COLONOS SE NIEGAN A SALIR DE RESGUARDO

En su curtida mano el veterano Chamán de los Wacoyo deposita una dosis de yopo; un polvo color tierra que es extraído de una pepa que en verano produce un árbol que lleva el mismo nombre.

11 de junio 1996 , 12:00 a.m.

El Chamán es el médico de esta comunidad indígena, perteneciente a la etnia Sikuani, que desde hace 22 años llegó a la altillanura, en el municipio de Puerto Gaitán, al oriente del Meta.

Y el yopo es la sustancia que inhala a través de dos tubos de pluma de garza y que le permite viajar a un lugar privilegiado, desde donde observa a los diablos que pretenden poseer el cuerpo de sus pacientes, pero que siempre terminan huyéndole a los rezos del viejo.

A los que no han podido sacar de su resguardo de 8.275 hectáreas, es a los colonos. Desde 1974, cuando el Instituto Colombiano para la Reforma Agraria (Incora) constituyó la reserva especial de Wacoyo, las 147 familias indígenas no han podido desplazarse a sus anchas por el territorio que el Gobierno les entregó.

República independiente Daniel Ríobueno y María Eufenia Montealegre se niegan a abandonar las fincas Casuna y Santafé, heredadas de sus antecesores que llegaron a la región en la década de los 40. Es como una república independiente de más 1.500 hectáreas, en medio del resguardo. Ellos alegan el derecho de posesión.

El pasado 31 de mayo se cumplieron 19 años de fallidas negociaciones entre el Incora y los colonos. El Instituto ofrece únicamente el pago de las mejoras. De acuerdo con el más reciente avalúo realizado por el Instituto Geográfico Agustín Codazzi (IGAC) en octubre 5 de 1994, por Santafé se pagarían 23 millones 365 mil pesos, mientras que por Casuna se reconocerían 3 millones 653 mil pesos.

Pero la contraparte insiste en que se le pague el terreno, por ser un derecho adquirido. Daniel Ríobueno pedía 123 millones de pesos mientras que María Eufenia alrededor de 100. El instituto no cedió, aduciendo que no podía pagar un peso de más de lo avaluado por el IGAC. Al ver que no se llegaba a un acuerdo, los dos colonos demandaron al Incora ante el Tribunal Administrativo del Meta, por cerca de 1.000 millones de pesos.

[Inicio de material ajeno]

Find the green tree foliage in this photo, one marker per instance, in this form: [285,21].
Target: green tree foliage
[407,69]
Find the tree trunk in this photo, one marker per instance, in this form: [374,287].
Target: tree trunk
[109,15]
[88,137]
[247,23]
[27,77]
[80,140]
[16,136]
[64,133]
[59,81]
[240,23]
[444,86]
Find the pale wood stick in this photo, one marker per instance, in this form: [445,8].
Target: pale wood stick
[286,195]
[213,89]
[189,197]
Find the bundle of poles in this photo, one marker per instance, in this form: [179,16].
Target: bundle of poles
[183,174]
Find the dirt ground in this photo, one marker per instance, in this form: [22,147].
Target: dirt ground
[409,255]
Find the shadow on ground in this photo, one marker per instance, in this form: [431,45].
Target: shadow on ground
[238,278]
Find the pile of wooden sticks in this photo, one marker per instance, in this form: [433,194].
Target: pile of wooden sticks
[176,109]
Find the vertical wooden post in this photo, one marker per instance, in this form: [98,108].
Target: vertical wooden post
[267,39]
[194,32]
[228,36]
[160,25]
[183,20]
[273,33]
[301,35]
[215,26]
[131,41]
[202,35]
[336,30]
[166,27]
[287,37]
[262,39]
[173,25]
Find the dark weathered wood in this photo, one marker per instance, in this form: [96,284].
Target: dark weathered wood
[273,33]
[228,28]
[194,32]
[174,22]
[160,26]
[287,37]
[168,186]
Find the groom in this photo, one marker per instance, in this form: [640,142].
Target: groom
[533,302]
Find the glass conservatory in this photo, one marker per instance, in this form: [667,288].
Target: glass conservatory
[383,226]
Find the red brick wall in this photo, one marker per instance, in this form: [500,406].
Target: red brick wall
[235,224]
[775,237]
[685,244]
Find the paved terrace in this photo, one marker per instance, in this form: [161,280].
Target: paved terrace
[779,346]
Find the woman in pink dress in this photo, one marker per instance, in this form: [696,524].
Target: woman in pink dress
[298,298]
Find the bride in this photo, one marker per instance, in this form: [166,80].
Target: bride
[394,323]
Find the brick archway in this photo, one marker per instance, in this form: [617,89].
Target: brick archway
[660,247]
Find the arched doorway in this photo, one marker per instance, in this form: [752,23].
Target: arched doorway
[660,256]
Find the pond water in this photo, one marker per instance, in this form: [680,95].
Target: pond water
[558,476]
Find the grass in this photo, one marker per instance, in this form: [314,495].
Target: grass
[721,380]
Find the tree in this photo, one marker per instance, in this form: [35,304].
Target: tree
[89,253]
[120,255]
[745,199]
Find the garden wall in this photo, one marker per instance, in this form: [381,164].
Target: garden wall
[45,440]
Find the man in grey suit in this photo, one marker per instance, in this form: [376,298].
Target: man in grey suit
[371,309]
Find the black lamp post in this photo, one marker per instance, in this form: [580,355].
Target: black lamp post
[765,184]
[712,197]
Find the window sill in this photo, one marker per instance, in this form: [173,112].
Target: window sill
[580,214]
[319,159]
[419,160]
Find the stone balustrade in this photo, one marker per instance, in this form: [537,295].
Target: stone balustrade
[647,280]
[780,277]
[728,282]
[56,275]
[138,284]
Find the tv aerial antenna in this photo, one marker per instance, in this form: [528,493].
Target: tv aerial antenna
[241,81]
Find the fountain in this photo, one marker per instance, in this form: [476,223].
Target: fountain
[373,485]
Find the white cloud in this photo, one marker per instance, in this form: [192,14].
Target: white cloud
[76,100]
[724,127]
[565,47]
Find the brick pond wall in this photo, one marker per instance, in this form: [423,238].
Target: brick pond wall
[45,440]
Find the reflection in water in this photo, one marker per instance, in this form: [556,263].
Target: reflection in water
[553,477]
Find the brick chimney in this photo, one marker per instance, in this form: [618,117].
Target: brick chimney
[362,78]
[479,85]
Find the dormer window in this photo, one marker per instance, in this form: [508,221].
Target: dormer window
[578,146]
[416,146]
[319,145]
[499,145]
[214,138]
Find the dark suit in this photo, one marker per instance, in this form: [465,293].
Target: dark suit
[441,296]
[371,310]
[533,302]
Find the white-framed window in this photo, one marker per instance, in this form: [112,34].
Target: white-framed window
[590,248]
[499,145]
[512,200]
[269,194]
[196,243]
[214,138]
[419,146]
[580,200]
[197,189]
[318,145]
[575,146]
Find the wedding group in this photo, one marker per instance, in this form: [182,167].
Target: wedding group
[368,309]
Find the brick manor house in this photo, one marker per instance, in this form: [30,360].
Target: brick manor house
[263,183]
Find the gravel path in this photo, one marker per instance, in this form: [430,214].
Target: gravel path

Sebastián Yepes, gobernador de Wacoyo envió en febrero una carta a la oficina de Asuntos Indígenas del ministerio del Interior, donde urge un saneamiento del resguardo. Hasta la fecha no ha recibido respuesta.

Somos un pueblo que defiende sus valores culturales con toda la fuerza y por lo mismo, esperamos que las autoridades competentes solucionen el problema , dice Yepes.

En el oficio en mención, los indígenas denuncian además que el propietario de Santafé está interesado en vender la posesión y que sigue cercando otras extensiones. Sin embargo, la regional del Incora en el Meta informó que las cercas de la finca no se han movido de los límites ya conocidos.

Las dos partes están a la espera del avalúo que realice un perito designado por el Tribunal Administrativo del Meta, que visitó el resguardo los días 23 y 24 de mayo. De ese informe depende que los Wacoyo puedan, después de dos décadas, caminar por su territorio sin necesidad de saltar cercas.